AI Research Spectrum

LLM reliability in healthcare, multilingual gaps, overconfidence, and operational attack surfaces

LLM reliability in healthcare, multilingual gaps, overconfidence, and operational attack surfaces

Key Questions

What are the key challenges for LLM reliability in healthcare?

LLMs exhibit overconfidence, multilingual gaps like PeruMedQA, and high fabrication rates around 14.5% in medical contexts. Geopolitics simulations reveal strategic realism but expose high-stakes vulnerabilities. Operational attack surfaces persist despite advances.

How can overconfidence in LLMs be detected?

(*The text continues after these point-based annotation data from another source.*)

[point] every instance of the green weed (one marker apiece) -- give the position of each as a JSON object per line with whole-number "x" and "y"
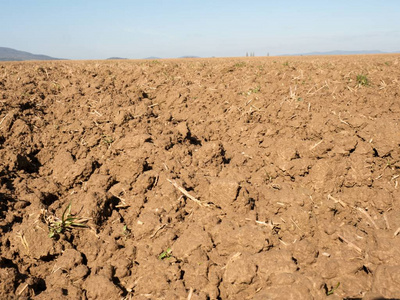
{"x": 362, "y": 80}
{"x": 166, "y": 254}
{"x": 330, "y": 291}
{"x": 66, "y": 223}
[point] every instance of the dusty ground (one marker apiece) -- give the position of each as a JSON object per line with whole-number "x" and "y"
{"x": 256, "y": 178}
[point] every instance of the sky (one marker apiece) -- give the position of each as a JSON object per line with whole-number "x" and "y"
{"x": 98, "y": 29}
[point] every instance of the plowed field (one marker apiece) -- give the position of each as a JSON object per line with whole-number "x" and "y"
{"x": 240, "y": 178}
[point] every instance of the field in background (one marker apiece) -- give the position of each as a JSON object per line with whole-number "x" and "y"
{"x": 247, "y": 178}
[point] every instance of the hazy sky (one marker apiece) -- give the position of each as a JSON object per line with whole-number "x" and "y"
{"x": 90, "y": 29}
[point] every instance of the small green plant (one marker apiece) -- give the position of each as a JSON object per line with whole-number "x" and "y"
{"x": 362, "y": 80}
{"x": 126, "y": 231}
{"x": 107, "y": 140}
{"x": 166, "y": 254}
{"x": 66, "y": 223}
{"x": 331, "y": 290}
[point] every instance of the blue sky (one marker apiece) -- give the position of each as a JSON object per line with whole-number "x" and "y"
{"x": 170, "y": 28}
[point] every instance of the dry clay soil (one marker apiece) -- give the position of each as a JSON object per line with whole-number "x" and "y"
{"x": 241, "y": 178}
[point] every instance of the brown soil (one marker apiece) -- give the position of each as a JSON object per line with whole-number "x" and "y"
{"x": 256, "y": 178}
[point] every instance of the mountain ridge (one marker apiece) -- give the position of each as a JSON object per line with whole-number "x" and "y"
{"x": 9, "y": 54}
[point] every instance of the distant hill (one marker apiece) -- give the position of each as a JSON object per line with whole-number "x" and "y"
{"x": 8, "y": 54}
{"x": 337, "y": 52}
{"x": 116, "y": 58}
{"x": 153, "y": 57}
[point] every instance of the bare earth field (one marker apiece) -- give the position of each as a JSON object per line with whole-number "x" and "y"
{"x": 241, "y": 178}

Overconfidence detection uses cross-model semantic ensembles from ICLR 2026 and EsoLang-Bench for verifying genuine reasoning advances. Related work like MCML teaches models to express uncertainty, improving reliability.

What mitigations reduce LLM hallucinations?

Mitigations include entropy decoding, retrieval+verification, OWASP guidance, and KV defenses like LightThinker. Heavy mitigation stacks can achieve less than 1.5% hallucinations. Secure linear alignment also helps by aligning representations across models.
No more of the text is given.